Bir fotoğraf çektirme, poz verme oyunu denilebilir mi? Sol elin işaret parmağı hafifçe çeneye değmiş, gözler objektifte değil. Teatral sayılabilecek sarmal bir oyun…
“ben öyle duruyorsam, sen de bu yazıyı o şekilde oku”
Resim, aracı olmaksızın yüz-yüze; birleşme olmaksızın yüz-yüze’lik. Bakan, okuyan ve daireye girenler.

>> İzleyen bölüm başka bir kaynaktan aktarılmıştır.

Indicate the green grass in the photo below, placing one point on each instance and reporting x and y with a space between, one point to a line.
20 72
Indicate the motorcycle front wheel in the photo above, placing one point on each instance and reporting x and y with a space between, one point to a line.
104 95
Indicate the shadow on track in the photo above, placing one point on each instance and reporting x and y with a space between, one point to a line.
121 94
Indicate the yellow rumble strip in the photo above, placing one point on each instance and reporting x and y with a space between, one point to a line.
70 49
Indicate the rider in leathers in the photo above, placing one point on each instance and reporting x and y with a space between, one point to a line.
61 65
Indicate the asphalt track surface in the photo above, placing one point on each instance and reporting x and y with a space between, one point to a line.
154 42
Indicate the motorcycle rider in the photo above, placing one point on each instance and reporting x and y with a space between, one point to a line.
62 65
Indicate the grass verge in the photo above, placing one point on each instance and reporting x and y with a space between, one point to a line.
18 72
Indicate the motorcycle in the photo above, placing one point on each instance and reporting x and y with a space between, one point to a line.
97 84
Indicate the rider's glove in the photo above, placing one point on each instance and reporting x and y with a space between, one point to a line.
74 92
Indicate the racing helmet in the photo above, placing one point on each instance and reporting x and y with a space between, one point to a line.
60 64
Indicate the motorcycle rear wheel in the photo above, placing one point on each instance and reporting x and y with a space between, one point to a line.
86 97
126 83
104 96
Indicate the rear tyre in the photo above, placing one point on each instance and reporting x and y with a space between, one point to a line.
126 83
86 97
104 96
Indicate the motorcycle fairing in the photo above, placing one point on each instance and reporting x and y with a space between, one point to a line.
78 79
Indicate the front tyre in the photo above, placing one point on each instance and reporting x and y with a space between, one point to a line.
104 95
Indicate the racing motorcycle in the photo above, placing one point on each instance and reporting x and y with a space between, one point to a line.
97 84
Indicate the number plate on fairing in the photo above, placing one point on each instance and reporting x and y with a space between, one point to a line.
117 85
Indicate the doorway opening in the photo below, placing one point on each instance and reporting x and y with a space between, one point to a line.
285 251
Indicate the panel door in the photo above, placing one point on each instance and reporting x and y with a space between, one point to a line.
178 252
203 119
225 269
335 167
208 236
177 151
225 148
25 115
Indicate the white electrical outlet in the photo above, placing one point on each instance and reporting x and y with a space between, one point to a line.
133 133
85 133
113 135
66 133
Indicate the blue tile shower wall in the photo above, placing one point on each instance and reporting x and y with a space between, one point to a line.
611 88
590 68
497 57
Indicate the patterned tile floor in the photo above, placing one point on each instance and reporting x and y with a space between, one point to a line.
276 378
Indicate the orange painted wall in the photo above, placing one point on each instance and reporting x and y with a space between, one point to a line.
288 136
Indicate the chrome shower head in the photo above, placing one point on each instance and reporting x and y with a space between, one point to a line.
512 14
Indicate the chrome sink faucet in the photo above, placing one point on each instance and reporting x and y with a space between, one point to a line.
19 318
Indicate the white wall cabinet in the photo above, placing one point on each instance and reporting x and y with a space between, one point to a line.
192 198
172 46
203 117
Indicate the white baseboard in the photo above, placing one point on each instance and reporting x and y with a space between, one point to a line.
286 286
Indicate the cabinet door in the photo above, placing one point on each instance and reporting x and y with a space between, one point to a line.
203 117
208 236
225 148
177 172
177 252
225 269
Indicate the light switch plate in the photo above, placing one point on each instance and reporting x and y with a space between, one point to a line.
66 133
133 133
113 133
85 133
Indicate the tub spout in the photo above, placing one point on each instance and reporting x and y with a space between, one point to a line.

Aracısız ve birleşmesiz, ne dolayımlılık var poz’da ne de dolayımsızlık, nötr denilebilir, alabildiğine sade, başka ile ilişkimizin hakikatidir bu, geleneksel ve teatral oyunda resimdeki kalb’in hiçbir zaman konuksever olmayacağı gibi…
Şüphesiz, belirleyici anlamıyla poz, hep bu yarı-çıplak çatlaklar boyunca hareket etmenin, olumsuzlamalar ve olumsuzlamaya karşı arkadaki/fon’daki kalbi savunmanın olumlanmasıyla bir çifte evet’lemeyle ustaca ilerlemesinin metaforik ve poetik (şiirsel-giz) gücü sık sık reddedilen gerçeğin ve dil’deki pürtüklülük’ün iz’idir.
Aracısız ve birleşmesiz, mutlak yakınlık ve mesafe; başka’nın yakınlığında mesafenin enteresan bir biçimde korunduğu, duygulanım, hem bu yakınlıktan hem de bu ikilik ve mesafeden oluşmuş bir eros…mevcudiyeti olmayanın –resmin- alanı.
İyice bakıldığında içerisinden bir ok geçir(t)ilmiş olmasına rağmen bu kalb.
Sahibine kimbilir hangi ağrıları yüklemesine rağmen bu kalb.
Bu satırların yazarının, eskimiş bir resmin içinden çıkıp gelen sevdaya tutturduğu ağıt’a rağmen bu kalb.
Kalbin “b” si ile isminde yatan b.
Kalb’in sahibine hamdlarımızı sunarak.
* deleuze’yan bir takibe girişen resim kendisini ortaasya steplerine koyuverdi bir anda.
Burada yazar deleuze ve guattari’nin birlikte hazırladıkları “Kapitalizm ve Şizofreni 1, Göçebebilimi İncelemesi: Savaş Makinesi, kitabına gönderme yapmaktadır.